Canada’s oil boomtown painfully adjusts to life after bust – by Nia Williams (Reuters Canada – January 25, 2016)

http://ca.reuters.com/

FORT MCMURRAY, Alberta (Reuters) – Canada’s northern oil hub Fort McMurray is learning the hard way that there is no such thing as simply going back to normal after a long boom that got cut short by the collapse in crude prices.

With prices down 70 percent over 18 months, producers have deferred costly new oil sands projects and laid off tens of thousands of mainly fly-in fly-out workers, who overwhelmed the city during the 15-year oil boom, but also bankrolled much of its prosperity.

That huge shadow population, which by some estimates peaked at around 70,000 nearly matching the city’s permanent population of around 80,000, stretched its public services, inflated rents and property prices.

The stress was so great that city officials welcomed the onset of the market downturn with a sense of relief – an opportunity to return to a more balanced development.

Now, downtown parking and spots at popular restaurants and cafes are easy to find and traffic flows smoothly.

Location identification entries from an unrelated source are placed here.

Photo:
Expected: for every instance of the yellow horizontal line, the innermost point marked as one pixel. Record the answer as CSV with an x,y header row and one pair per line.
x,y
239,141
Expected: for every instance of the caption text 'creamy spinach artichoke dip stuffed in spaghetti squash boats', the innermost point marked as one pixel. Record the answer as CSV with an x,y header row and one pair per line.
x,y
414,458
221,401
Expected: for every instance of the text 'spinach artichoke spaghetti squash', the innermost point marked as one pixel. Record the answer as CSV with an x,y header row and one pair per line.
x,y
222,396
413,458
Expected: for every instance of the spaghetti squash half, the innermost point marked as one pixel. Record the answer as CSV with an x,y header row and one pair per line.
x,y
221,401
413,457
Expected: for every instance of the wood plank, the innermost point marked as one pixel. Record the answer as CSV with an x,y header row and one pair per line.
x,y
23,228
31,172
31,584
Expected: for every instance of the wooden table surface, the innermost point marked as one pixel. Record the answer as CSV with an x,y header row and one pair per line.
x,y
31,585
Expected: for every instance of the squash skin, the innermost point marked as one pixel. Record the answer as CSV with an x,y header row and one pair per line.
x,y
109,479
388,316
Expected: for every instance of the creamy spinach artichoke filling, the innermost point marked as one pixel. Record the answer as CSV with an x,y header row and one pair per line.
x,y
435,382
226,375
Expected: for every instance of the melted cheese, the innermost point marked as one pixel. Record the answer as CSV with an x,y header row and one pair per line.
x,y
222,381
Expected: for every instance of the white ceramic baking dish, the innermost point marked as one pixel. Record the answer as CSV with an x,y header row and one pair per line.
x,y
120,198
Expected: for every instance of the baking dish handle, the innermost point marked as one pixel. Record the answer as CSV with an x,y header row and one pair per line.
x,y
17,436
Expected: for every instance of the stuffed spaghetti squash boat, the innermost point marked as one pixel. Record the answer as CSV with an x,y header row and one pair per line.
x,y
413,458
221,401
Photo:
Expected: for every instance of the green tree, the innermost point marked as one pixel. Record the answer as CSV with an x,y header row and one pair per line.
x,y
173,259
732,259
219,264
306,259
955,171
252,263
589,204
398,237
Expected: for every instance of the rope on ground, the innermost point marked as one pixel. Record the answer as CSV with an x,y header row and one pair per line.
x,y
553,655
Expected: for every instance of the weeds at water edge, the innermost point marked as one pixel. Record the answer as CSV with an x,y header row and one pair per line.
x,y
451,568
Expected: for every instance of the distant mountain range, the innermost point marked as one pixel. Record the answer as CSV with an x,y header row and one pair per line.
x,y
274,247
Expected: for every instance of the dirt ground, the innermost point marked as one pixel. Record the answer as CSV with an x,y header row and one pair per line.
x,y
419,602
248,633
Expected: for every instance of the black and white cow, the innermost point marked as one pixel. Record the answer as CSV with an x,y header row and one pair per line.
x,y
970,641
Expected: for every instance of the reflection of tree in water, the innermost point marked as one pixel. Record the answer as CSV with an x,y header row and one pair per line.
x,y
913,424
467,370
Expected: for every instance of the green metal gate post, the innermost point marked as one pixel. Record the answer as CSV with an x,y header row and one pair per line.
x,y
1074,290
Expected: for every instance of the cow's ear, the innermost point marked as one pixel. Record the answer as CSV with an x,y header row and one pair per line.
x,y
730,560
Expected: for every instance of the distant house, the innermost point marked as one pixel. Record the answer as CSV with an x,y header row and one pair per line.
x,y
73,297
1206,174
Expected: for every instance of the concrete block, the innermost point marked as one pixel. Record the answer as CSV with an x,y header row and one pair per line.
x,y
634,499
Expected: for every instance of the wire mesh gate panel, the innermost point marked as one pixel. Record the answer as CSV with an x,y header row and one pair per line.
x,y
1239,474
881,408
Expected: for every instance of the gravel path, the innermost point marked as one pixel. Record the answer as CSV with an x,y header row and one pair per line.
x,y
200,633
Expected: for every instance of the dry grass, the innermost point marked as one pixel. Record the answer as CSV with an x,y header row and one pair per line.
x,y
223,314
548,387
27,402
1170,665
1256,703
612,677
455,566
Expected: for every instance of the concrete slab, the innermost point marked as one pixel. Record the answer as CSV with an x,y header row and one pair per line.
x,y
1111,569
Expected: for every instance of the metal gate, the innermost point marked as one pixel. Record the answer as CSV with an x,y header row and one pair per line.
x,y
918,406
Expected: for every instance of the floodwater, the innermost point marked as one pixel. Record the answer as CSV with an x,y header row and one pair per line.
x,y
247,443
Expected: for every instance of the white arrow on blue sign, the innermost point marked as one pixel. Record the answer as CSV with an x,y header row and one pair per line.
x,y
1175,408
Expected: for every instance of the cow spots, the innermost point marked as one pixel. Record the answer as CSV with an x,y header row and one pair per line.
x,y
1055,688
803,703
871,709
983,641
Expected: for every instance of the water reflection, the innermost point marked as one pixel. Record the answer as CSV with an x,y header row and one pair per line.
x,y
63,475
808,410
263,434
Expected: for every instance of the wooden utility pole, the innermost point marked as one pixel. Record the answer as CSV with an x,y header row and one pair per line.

But local businesses estimate that half of the transient workers have left, heading home to other parts of Alberta and other provinces, and say the exodus has hit them hard.

“Anybody who tells you it’s not tough, they are lying,” said Jeff Peddle, a restaurant owner and property manager. He said he and his wife work 15-hour days, seven days a week, to keep their businesses going after cutting staff.

Several new restaurants opened in the city in 2015 in an unlucky twist of timing, including Peddle’s Jamaican restaurant, and Cosa Nostra, an upscale Italian with a dress code and live piano music.